Smith & Williamson has set up the subsidiary as the operating vehicle for its investment and financial planning activities in the Republic, where it manages about €500 million in assets. The UK’s exit from the European Union led Smith & Williamson to seek approval from the Central Bank to establish a unit here.
Chris Johns, an Irish Times columnist and former chief executive of Bank of Ireland Asset Management, has been appointed as non-executive chairman of the new entity.
Smith & Williamson provides a range of services, including investment management, pensions advisory and personal insolvency. It has 11 offices, two of which – Dublin and Jersey – are outside the UK.
"This is a significant step for our business, recognising the importance of our Irish operations and underlining that the protection of the interests of our existing Irish clients in a post-Brexit world is our prime focus," said Cedric Cruess Callaghan, chief executive of the new operation.
Springboard
Mr Cruess Callaghan added that this move would see the Dublin office act as a springboard for the company into Europe.
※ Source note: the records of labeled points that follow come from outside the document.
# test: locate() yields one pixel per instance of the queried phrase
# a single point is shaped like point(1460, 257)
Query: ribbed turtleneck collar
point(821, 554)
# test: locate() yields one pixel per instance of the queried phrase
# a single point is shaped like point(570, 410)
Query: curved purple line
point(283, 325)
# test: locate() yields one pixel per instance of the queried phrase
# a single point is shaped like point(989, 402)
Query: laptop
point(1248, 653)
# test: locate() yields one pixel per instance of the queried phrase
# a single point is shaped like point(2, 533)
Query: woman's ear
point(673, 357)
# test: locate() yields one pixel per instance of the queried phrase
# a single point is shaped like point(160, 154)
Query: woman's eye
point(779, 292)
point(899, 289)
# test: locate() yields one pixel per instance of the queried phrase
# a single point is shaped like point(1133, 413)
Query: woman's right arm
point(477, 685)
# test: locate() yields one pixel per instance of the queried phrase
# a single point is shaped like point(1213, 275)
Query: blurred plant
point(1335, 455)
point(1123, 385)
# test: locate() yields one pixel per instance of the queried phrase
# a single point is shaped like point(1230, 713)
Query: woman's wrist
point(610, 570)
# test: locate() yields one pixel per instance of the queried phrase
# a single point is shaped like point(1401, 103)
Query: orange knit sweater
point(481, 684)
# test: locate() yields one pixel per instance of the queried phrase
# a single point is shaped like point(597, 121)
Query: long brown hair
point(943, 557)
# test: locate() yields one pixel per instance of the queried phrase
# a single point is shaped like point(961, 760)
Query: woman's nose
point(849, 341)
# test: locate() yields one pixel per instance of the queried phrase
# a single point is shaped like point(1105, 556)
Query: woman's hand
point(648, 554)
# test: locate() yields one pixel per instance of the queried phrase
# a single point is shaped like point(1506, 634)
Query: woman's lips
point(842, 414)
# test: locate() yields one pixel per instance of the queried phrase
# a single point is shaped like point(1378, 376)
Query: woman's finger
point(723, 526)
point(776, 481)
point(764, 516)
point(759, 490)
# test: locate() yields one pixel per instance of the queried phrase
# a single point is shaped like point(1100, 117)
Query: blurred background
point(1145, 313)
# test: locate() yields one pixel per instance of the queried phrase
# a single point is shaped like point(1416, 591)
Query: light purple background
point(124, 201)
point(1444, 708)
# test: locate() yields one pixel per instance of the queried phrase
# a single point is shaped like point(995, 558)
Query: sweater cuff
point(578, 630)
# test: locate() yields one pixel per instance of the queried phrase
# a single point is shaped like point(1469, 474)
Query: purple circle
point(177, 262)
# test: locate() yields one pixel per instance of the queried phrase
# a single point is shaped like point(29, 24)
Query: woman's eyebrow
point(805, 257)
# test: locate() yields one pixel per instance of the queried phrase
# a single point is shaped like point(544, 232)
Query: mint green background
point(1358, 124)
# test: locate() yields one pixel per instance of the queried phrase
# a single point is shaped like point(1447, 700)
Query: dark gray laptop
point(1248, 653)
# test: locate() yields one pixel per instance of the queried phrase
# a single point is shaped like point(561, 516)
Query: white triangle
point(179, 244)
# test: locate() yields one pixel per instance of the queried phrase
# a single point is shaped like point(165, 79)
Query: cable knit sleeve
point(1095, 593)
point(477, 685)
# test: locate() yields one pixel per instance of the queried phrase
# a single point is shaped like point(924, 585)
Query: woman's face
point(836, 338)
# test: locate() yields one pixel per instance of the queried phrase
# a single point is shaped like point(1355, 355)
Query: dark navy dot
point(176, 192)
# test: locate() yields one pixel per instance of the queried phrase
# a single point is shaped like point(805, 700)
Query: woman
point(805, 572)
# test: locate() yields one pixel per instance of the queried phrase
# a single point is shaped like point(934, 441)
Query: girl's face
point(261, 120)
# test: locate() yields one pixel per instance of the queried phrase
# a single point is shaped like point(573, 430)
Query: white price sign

Since it entered the Irish market in 2008, Smith & Williamson has expanded its activities, merging with accountancy firm LHM Casey McGrath in October 2018, which effectively doubled the size of its operations.
Its wealth management division opened in 2011. In addition to Mr Johns's appointment, current CIÉ chair Fiona Ross has joined the board as a non-executive director.
Smith & Williamson is the latest in a long line of banks, law firms and financial advisers that have relocated their European base to the Republic as a result of Brexit.
According to the State's inward investment agency, IDA Ireland, Brexit has directly led to at least 70 individual investments in the Republic including by Barclays, Morgan Stanley, S&P Global and Thomson Reuters.